SOME GILBERT STORIES.

To-night may mean much for the gaiety of nations, particularly for the English-speaking races.  The question to be answered this evening at the Savoy Theatre is, "Are Gilbert and German as good as Gilbert and Sullivan?"

    The comic opera, "Fallen Fairies," to be produced to-day, with Mr. C. H. Workman as the principal comedian, is practically a new one.   Nearly 38 years ago William Schwenck Gilbert, then a barrister with a growing fame for writing skittish verse, was responsible for a comic opera (sic), "The Wicked World," which had a long run at the Haymarket Theatre.  That play, in which Mr. and Mrs. Kendal, J. B. Buckstone, and Amy Roselle appeared, Sir William has re-written at his leisure.  The three acts have been compressed into two, many new Gilbertian touches have replaced the old, there are fresh lyrics, and the story ends differently.  But the great thing is that as composer to the arch-funmaker of the age, Mr. Edward German, long famous for his dainty music, has replaced the late Sir Arthur Sullivan as music-creator to the Savoyards.

NOTHING BUT GILBERT.

How will the work of the pair strike the public to-night?  Success probably means a further flow of Gilbertian wit, for though Sir William is well past the three score years and ten, and though he has a ducal mansion and estate on the western fringe of London, he is still a keen worker.  Day after day he has spent long, arduous hours at the Savoy rehearsing the company, for he is not only an unrivalled stage manager, but he insists upon supervising very detail, from the engagement of the actors to the exact position a singer shall occupy whilst he is facing the footlights.  In a Gilbert production comedians do not invent their own "business," as in a pantomime, and there is never any "gagging."  The performance is Gilbert first, Gilbert last, and Gilbert all the time.

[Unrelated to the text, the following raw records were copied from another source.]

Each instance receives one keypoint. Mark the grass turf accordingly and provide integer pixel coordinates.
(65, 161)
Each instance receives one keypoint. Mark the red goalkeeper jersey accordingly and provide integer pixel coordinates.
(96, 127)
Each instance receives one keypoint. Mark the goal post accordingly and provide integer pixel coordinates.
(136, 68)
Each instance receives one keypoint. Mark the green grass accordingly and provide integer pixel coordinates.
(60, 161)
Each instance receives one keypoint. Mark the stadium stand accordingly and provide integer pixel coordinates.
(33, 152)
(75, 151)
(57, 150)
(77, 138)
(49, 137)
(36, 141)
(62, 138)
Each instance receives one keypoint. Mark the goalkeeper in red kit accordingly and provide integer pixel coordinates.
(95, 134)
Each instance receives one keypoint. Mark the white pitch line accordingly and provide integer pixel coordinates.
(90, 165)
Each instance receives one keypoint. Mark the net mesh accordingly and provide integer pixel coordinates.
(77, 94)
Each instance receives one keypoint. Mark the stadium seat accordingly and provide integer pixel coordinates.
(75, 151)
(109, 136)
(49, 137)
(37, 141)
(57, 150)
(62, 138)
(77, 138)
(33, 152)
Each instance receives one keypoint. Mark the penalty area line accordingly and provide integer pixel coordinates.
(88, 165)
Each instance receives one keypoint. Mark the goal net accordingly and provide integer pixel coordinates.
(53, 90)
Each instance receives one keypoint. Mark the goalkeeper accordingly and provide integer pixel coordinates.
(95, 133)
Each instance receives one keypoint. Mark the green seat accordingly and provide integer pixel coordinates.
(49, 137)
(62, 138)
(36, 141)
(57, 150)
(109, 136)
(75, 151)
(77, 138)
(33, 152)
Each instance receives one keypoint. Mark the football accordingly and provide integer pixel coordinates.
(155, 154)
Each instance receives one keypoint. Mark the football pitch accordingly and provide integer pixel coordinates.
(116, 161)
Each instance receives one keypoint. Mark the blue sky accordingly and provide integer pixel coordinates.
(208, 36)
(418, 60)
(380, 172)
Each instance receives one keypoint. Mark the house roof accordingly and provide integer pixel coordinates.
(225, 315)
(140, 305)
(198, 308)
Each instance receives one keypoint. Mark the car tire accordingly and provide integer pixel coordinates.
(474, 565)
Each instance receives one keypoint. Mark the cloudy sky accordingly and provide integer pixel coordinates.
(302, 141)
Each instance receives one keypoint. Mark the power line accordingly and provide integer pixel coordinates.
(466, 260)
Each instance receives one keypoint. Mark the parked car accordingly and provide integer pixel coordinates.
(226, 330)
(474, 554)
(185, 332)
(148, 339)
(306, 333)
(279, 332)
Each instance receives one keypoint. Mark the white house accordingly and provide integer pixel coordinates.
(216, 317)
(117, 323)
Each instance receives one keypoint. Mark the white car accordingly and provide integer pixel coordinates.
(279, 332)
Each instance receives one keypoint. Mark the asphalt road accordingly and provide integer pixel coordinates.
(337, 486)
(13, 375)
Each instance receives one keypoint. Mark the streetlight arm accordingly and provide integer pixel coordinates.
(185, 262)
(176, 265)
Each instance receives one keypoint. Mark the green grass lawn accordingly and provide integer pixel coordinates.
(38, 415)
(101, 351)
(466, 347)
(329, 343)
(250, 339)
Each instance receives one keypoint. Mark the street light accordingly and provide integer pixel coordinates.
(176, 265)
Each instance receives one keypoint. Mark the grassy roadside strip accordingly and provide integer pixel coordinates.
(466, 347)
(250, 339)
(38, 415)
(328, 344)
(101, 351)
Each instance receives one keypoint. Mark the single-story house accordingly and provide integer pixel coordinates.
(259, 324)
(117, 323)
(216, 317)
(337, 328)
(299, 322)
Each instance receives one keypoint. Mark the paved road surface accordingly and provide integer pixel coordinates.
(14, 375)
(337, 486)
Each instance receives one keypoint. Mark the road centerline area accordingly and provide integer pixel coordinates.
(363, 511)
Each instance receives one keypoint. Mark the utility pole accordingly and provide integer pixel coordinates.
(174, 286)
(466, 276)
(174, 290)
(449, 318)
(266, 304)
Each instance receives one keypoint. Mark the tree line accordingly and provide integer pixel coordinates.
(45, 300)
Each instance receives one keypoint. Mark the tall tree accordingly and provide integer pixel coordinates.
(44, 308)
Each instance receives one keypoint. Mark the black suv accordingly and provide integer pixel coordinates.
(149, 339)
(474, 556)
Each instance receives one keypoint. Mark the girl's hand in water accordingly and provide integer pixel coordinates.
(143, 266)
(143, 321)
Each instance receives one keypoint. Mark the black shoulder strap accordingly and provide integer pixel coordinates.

As to the music by Mr. German, we can but hope, and hearken to Sir William, who says:  "It is extraordinarily beautiful — equal to anything I have ever heard — and quaint when quaintness is necessary." That must mean that the mantle of Sullivan has fallen upon German, and that the new composer, like the old, sees humour with the same eyes as the author.

Granting this, we may expect the people to demand more, and we may picture Sir William, in his great library at Grim’s Dyke, lying back in his favourite old armchair to think out fresh fancies and frolics of phrases for the entertainment of countless thousands.

A LITTLE LAND OF LOVELINESS.

Sir William, of course, has more money than ever he can spend, and Grim’s Dyke has delights by the dozen to help him pass pleasant days.   On this Harrow estate there are woodlands, an old-world moat, a model farm, avenues, valleys, rose walks, gardens, vineries, terraced walks, with steps which remind one of Dorothy Vernon at Haddon Hall, a lake, an observatory — in fact, the whole place is a little land of loveliness.  Then the splendid house, with its noble rooms, furniture of all periods, pictures, plate, curios, and statuary is a sheer joy to the lucky guest of the brightest brained man of his day.

It is a common saying that, while London attracts the cleverest men of the Empire, few great Britons were born in the Metropolis.  Well, if this be true, then Sir W. S. Gilbert is one of the few, for he first saw the light of day in a historic house just off the Strand, and his ancestors for generations have lived in London.  He was born on November 18, 1838, and can remember a grandfather who wore a pigtail and Hessian boots, plus other garments of a by-gone age.

Sir William attended school at Ealing, and had for master that renowned pedagogue, Dr. Nicholas, whom W. M. Thackeray wrote of as Dr. Tickle-us.  Had the Crimean War lasted a little longer than was the case, the light literature of the second half of the nineteenth century might have been robbed of its brightest star, for young Gilbert was about to become an officer in the Royal Artillery when hostilities ceased and further fighters were not required. The young man was offered a commission in the Royal Aberdeenshire Highlanders, but it was guns or nothing for him, and he chose the law in preference to a foot regiment.

MET SULLIVAN 40 YEARS AGO.

Such a peaceful occupation gave him an opportunity to develop his genius for humorous verse, so before long he left the court for the theatre.  Gilbert’s first meeting with Sullivan was at the old Gallery of Illustration just over forty years ago.  The young author was then writing "The Palace of Truth," in which figured a musical impostor, who talked bewildering technicalities to demonstrate his knowledge of the art.  Gilbert, knowing little of music, turned to a learned treatise for words to put into the mouth of his posing character, and thus he made up a startling sentence containing such staggerers as "the tetrachord of Mercury" and "diatonic intervals."  When casually introduced to Sullivan, Gilbert fired off his weird and wonderful phrases in the form of a question, and, naturally, the composer, alarmed at this apparent display of theoretical knowledge, said he would have to think his answer out.  But answer came there none in all the years of friendship.